Our study has the benefit of a large and homogenous sample size of 82,725 subjects of European ancestry. This enabled us to find novel genes with small effect on CRP level. Furthermore, this large sample size enabled us to study gene-environment interaction which hitherto has been less feasible. In contrast to most other studies, we used only incident cases of cardiovascular events from well defined population-based studies to examine the relation between the identified SNPs and clinical disease. The study has several limitations. Although we identified 18 loci associated with CRP levels, other genetic loci associated with CRP concentrations may still be missed by our study. Six of the genome-wide significant loci from the discovery panel were significant after Bonferroni correction in the replication panel. The other identified loci need replication for confirmation in larger samples. We acknowledge that our genetic risk score is based on our own findings and may render less efficient when used in another population. Finally, we did not fine map the identified loci; so we acknowledge that the identified SNPs may be in linkage disequilibrium with non-HapMap variants causally related to CRP levels.

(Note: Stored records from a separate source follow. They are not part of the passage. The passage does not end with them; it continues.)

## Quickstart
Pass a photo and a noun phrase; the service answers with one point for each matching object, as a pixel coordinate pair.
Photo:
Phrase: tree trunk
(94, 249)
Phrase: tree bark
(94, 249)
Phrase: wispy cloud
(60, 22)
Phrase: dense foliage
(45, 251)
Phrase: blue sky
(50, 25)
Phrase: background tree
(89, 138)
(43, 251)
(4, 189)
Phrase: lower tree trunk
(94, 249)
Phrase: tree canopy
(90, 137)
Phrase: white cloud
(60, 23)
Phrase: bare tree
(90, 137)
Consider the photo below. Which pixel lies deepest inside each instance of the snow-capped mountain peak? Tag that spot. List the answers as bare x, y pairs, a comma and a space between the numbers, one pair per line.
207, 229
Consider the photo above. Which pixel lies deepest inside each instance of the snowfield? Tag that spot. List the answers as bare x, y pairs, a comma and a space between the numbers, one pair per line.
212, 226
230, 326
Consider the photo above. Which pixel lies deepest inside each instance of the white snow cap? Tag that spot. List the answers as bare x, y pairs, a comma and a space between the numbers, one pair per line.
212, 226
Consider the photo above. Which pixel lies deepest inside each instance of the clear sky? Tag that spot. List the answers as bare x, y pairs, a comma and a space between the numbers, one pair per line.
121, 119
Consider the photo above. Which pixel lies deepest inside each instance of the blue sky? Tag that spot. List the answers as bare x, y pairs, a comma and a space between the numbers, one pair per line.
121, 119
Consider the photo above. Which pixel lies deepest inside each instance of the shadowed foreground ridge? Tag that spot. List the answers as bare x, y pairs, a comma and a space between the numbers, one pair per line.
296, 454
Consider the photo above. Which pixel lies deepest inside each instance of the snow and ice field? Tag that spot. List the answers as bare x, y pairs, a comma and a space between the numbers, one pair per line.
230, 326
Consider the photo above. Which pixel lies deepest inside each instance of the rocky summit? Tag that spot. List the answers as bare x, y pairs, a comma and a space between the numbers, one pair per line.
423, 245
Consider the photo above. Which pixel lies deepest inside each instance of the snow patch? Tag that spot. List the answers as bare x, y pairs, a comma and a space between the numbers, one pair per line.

In conclusion, we identified 11 novel loci and confirmed seven known loci to affect CRP levels. The results highlight immune response and metabolic regulatory pathways involved in the regulation of chronic inflammation, as well as several loci previously unknown to be related to inflammation. Furthermore, LEPR was found to affect CRP differently in the presence of low or high BMI, which may lead to new insights in the mechanisms underlying inflammation.
Acknowledgments
Footnotes
†Prof Peltonen passed away in March, 2010.
Disclosures
Dr Ridker has received research grant support from Roche, AstraZeneca, and Amgen, and is listed as a co-inventor on patents held by the Brigham and Women's Hospital that relate to the use of inflammatory biomarkers in cardiovascular disease and diabetes.